Part of Pre’s appeal was his defiant individualism, where he relied on the values of a small, Oregon mill town to become a global track and field legend. Photo provided
”A race is a work of art that people can look at and be affected in as many ways they’re capable of understanding.”
”Somebody may beat me, but they are going to have to bleed to do it.” – Steve Prefontaine
As far as I know, Isaac Newton never ran a 5000-meter race, but Steve Prefontaine did. Newton, who invented calculus and described gravity, is one of the foundational natural philosophers (scientists) in history. He famously said, ”If I have seen a little further, it is by standing on the shoulders of giants.” In the world of track and field, Pre lives eternally with the giants.
I never met Steve Prefontaine. I wish I had. He was an inspiration long before I became involved in the world of track and field or spent any time in Coos Bay. I knew about Pre long before I moved to the Pacific Northwest. The whole country knew about this kid from a mill town. In a world of distance runners, often populated by well-healed prep-school kids, Pre was a blue-collar sensation first known in his town, then his state, then his country, and eventually the world. Pre’s life and Ken Kesey’s writing remain inspirations by which I form my Oregon identity.
I grew up in a world where being cool was the highest standard to which one aspired. Dizzy Gillespie, the jazz trumpet player, was cool. Walt Frazier, the great New York Knicks basketball player, known as Clyde, was cool; Jimi Hendrix and John Lennon were cool. And Steve Prefontaine was cool, oh so cool with his moustache and his attitude. Man, he had some attitude. You didn’t need attitude to be cool, but it certainly helped, and if you had some style. Pre, with his long hair in an era when in my community long hair placed me in personal peril, had longish hair and lots of style.

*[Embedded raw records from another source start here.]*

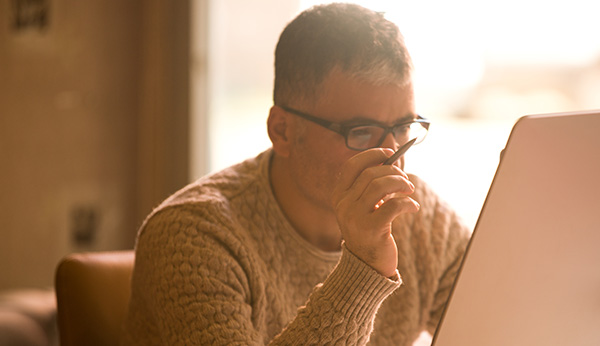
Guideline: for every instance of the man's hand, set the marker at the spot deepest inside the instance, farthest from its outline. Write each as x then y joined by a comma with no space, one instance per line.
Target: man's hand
367,198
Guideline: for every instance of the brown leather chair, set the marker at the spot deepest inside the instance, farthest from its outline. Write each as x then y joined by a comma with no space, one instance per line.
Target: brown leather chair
92,294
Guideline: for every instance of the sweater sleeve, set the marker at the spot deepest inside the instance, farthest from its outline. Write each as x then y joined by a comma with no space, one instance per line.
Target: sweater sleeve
193,288
341,310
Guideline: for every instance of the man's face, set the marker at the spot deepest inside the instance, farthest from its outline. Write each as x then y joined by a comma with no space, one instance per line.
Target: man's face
318,153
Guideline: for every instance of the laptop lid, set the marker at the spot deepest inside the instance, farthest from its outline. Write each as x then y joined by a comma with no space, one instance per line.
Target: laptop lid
531,273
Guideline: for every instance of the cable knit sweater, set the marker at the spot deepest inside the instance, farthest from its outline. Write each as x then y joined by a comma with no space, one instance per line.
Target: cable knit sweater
218,263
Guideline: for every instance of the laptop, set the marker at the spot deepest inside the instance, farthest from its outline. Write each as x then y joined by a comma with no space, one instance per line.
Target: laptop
531,272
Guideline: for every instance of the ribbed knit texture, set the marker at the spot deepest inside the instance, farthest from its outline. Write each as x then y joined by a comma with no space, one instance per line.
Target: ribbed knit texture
218,263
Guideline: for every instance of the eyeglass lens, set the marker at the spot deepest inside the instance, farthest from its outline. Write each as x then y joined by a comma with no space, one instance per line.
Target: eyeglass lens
365,137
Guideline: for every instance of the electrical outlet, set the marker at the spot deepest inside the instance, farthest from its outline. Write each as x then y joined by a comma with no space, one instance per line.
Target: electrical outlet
84,224
30,14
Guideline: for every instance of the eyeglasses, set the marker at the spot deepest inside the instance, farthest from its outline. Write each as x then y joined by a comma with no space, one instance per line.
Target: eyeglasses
367,136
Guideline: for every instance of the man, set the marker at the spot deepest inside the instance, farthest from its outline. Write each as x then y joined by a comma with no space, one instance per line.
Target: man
314,241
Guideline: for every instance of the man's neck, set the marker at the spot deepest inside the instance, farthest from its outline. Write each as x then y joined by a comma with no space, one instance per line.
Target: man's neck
312,222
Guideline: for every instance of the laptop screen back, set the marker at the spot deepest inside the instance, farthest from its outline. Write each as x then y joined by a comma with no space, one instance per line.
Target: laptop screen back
531,273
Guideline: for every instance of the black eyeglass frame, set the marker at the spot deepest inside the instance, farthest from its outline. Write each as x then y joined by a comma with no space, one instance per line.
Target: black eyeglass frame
344,129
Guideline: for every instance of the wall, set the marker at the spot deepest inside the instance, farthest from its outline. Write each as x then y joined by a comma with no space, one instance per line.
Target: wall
93,110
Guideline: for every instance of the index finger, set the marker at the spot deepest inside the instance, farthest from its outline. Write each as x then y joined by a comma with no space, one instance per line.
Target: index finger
357,164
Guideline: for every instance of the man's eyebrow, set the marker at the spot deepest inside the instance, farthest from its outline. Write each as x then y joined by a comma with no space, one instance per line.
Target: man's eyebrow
363,120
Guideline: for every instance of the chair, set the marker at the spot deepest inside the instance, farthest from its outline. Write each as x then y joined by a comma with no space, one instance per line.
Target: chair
92,293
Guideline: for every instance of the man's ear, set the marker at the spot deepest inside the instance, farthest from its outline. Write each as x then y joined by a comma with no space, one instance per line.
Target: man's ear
279,127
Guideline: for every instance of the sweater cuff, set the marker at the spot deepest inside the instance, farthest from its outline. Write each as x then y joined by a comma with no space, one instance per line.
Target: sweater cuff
355,288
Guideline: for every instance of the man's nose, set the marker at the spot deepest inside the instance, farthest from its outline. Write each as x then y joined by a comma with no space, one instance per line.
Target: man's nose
390,142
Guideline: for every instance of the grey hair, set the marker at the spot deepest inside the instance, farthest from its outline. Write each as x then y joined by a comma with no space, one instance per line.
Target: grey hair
360,42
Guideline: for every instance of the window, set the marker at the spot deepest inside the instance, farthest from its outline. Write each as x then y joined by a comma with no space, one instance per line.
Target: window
479,66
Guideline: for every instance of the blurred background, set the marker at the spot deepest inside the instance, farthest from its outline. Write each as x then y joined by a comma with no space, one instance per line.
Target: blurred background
107,107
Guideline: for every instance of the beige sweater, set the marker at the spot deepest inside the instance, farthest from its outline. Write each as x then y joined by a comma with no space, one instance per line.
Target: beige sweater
218,263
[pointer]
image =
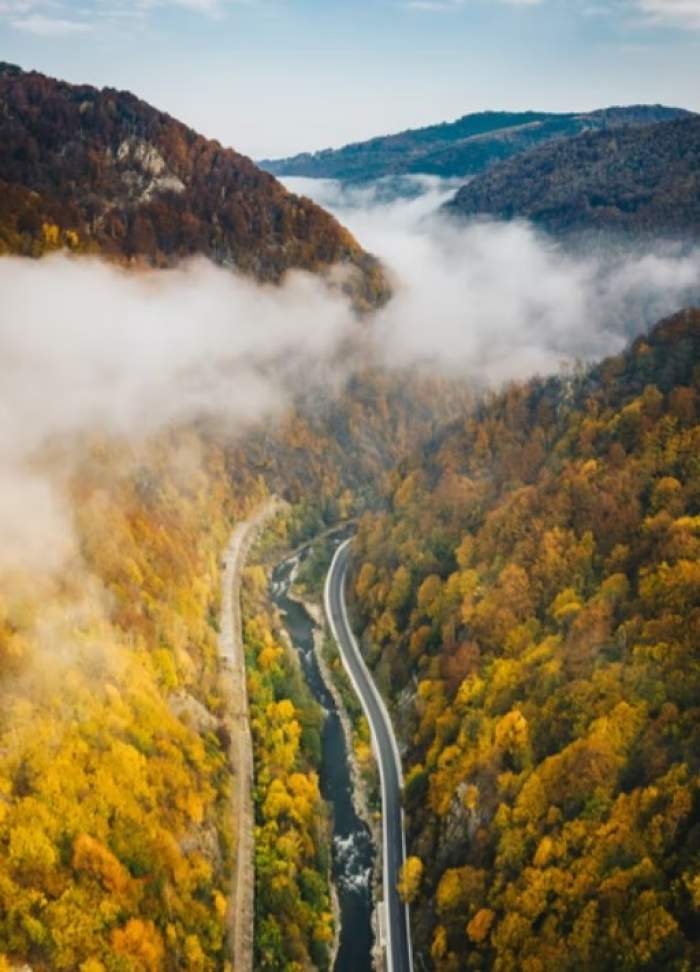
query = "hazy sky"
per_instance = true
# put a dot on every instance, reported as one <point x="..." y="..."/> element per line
<point x="271" y="77"/>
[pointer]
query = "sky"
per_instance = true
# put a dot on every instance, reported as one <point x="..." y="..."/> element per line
<point x="274" y="77"/>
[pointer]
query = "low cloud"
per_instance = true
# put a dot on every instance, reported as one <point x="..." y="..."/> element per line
<point x="495" y="301"/>
<point x="90" y="350"/>
<point x="87" y="349"/>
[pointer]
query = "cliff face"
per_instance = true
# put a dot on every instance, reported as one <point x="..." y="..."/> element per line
<point x="102" y="171"/>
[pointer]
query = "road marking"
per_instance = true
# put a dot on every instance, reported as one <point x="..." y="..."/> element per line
<point x="375" y="744"/>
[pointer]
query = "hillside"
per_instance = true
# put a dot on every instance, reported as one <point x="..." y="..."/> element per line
<point x="102" y="171"/>
<point x="636" y="180"/>
<point x="530" y="600"/>
<point x="465" y="147"/>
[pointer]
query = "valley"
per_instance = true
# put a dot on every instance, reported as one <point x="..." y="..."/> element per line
<point x="349" y="537"/>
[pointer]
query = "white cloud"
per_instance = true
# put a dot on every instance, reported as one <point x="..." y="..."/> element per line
<point x="60" y="18"/>
<point x="447" y="5"/>
<point x="44" y="26"/>
<point x="679" y="13"/>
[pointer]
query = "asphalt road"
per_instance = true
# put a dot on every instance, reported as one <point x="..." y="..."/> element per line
<point x="399" y="957"/>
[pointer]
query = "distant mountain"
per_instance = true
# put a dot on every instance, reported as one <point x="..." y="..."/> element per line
<point x="461" y="148"/>
<point x="636" y="180"/>
<point x="103" y="171"/>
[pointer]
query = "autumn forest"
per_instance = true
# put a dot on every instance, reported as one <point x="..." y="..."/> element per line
<point x="524" y="566"/>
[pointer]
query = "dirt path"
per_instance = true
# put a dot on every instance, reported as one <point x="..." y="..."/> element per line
<point x="241" y="898"/>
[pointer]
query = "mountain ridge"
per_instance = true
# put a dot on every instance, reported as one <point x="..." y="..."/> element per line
<point x="464" y="147"/>
<point x="635" y="180"/>
<point x="103" y="171"/>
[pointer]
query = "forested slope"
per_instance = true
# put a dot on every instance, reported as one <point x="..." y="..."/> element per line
<point x="101" y="171"/>
<point x="638" y="180"/>
<point x="465" y="147"/>
<point x="531" y="603"/>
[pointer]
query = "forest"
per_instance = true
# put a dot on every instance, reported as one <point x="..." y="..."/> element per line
<point x="101" y="170"/>
<point x="535" y="576"/>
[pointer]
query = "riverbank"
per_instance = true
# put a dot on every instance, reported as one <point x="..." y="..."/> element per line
<point x="360" y="794"/>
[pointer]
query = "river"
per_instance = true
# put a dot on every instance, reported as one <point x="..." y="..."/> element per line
<point x="352" y="846"/>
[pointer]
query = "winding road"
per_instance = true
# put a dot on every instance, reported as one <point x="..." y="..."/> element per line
<point x="239" y="919"/>
<point x="399" y="957"/>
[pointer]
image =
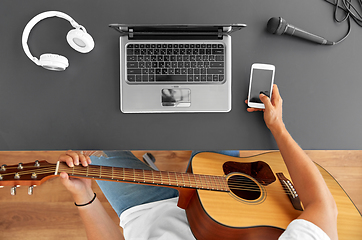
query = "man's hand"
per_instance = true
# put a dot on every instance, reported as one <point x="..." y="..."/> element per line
<point x="79" y="188"/>
<point x="273" y="112"/>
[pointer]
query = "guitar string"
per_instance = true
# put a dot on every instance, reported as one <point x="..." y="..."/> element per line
<point x="233" y="185"/>
<point x="159" y="180"/>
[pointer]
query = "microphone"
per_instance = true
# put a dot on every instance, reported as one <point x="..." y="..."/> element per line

To be cool, it helped to be defiant. Along with record-setting race times and a take-no-prisoner’s style, Pre spoke out against the hypocrisy and exploitation of athletes by an entrenched athletic cartel, the AAU Amateur Athletic Union. Pre turned down huge sums of money to hold to his dreams and his principles. Yes, Pre was defiant, a real-life James Dean but with a cause. Defiance as cool rose to another level if your defiance aligned with people who have no voice or power. Oh, yeah, Pre had that in spades. The kid from Coos Bay, whose mother was German, whose father worked with his hands, from a mill town where people appreciate what comes to you by your ability to grind out a living. Oh yeah, Pre had that, and from all of it, he forged an aesthetic, an art form, and an ethical standard by which he ran. It wasn’t enough to run fast, and it wasn’t even enough to win. No, a victory without honor and beauty was meaningless.
You had to take your talent and pour your heart into every race. No coy and strategic calculations that bettered your chance at winning, no strategic drafting on the coattails of others. Winning as the calculated result of exploiting others’ courage? No thanks.

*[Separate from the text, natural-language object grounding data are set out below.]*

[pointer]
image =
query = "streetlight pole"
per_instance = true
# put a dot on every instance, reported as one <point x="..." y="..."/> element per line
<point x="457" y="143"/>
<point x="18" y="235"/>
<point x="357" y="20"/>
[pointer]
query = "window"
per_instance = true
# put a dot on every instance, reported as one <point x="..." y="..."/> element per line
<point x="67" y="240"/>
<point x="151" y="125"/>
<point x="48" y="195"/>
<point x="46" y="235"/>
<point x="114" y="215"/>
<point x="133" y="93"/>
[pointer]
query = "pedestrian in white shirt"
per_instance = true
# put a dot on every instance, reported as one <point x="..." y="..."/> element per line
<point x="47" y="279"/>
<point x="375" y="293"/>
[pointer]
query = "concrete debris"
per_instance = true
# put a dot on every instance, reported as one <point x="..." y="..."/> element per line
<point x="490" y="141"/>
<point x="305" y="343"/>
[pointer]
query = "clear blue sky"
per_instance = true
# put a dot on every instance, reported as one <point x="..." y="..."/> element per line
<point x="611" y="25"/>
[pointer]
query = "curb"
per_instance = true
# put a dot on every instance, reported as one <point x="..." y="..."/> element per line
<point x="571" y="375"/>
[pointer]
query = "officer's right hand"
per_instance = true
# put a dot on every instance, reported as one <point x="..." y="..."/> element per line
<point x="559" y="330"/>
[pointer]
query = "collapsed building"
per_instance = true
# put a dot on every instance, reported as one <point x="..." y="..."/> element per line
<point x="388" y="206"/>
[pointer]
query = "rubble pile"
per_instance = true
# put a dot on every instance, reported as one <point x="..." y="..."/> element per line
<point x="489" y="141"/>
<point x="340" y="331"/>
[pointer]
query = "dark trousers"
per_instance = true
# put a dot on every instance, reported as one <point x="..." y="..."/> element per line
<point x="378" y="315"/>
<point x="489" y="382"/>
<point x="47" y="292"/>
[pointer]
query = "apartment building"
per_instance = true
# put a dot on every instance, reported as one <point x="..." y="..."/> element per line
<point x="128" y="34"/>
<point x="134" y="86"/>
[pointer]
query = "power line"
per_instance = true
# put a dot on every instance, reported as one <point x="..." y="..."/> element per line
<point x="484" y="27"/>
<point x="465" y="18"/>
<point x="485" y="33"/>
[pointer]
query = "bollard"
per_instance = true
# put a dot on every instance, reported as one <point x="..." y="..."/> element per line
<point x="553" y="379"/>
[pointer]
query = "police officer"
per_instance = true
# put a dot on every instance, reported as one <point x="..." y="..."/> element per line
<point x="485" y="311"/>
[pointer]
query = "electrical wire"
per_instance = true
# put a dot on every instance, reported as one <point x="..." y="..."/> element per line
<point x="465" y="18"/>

Pre’s devoted fans watched him run for himself and them. Pre ran and saw competition as an art, with an ethos, and in defiance for others who did not. That touched me as a kid, it touched the legions of Pre’s fans, and it still touches people today. You don’t have the world’s best annual track and field meet in the world named after you because you were strategic.

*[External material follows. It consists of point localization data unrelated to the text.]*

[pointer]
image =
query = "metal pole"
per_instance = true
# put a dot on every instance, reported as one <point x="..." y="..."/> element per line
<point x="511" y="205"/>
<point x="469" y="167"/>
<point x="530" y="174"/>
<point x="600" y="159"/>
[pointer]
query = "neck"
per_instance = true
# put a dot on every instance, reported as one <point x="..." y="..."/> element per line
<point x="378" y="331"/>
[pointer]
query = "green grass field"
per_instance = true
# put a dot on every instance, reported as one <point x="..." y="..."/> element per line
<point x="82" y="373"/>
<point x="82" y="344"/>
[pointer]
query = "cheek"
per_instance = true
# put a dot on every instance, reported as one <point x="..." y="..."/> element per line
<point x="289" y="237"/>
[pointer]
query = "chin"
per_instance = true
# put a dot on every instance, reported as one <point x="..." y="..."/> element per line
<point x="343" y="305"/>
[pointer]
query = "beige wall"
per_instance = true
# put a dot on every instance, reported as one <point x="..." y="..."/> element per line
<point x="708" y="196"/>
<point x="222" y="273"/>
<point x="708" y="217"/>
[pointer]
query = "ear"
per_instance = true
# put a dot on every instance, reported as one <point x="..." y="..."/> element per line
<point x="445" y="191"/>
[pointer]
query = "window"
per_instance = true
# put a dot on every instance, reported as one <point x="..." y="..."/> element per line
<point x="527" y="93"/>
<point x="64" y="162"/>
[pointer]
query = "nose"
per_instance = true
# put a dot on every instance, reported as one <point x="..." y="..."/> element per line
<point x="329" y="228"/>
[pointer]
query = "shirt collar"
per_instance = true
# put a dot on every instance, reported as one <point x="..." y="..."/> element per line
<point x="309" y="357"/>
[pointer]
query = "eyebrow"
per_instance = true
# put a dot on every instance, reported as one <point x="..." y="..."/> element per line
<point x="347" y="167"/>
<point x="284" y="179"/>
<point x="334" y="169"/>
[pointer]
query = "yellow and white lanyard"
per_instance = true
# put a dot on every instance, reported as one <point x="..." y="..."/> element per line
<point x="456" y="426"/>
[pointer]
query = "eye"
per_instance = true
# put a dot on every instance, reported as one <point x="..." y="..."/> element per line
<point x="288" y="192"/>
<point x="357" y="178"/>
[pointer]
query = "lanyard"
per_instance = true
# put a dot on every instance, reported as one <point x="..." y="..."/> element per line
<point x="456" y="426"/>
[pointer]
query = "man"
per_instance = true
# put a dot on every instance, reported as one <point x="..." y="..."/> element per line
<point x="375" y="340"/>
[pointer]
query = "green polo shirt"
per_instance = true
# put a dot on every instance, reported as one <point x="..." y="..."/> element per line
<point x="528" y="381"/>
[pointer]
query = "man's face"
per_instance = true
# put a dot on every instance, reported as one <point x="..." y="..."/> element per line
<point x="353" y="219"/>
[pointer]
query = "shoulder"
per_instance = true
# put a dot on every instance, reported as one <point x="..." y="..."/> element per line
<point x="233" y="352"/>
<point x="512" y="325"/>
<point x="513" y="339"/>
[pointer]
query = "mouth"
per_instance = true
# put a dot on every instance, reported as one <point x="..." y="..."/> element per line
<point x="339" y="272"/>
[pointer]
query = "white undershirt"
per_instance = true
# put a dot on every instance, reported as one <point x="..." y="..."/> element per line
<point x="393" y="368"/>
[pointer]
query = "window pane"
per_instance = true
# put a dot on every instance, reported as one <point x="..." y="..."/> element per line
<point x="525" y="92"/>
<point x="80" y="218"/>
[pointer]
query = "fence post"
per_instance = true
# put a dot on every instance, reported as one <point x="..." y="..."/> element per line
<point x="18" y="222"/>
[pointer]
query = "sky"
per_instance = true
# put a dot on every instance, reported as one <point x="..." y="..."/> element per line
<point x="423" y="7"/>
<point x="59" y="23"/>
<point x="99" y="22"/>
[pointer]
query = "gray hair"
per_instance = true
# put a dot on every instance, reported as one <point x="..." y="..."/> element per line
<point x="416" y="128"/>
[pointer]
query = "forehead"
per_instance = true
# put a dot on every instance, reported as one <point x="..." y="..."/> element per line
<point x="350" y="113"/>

Pre inspired people, and they still come from all over the country and the world to touch Pre’s rock, to feel a little of Pre’s soul.
Others have won more races than Pre, others have broken his record-setting times (Pre held every USA record from the 2,000 to the 10,000 meters at the time of his death in 1975 at age 24). Records fall, but none have captured the passionate following that Pre had with his fans, adulation that today still ripples across the world!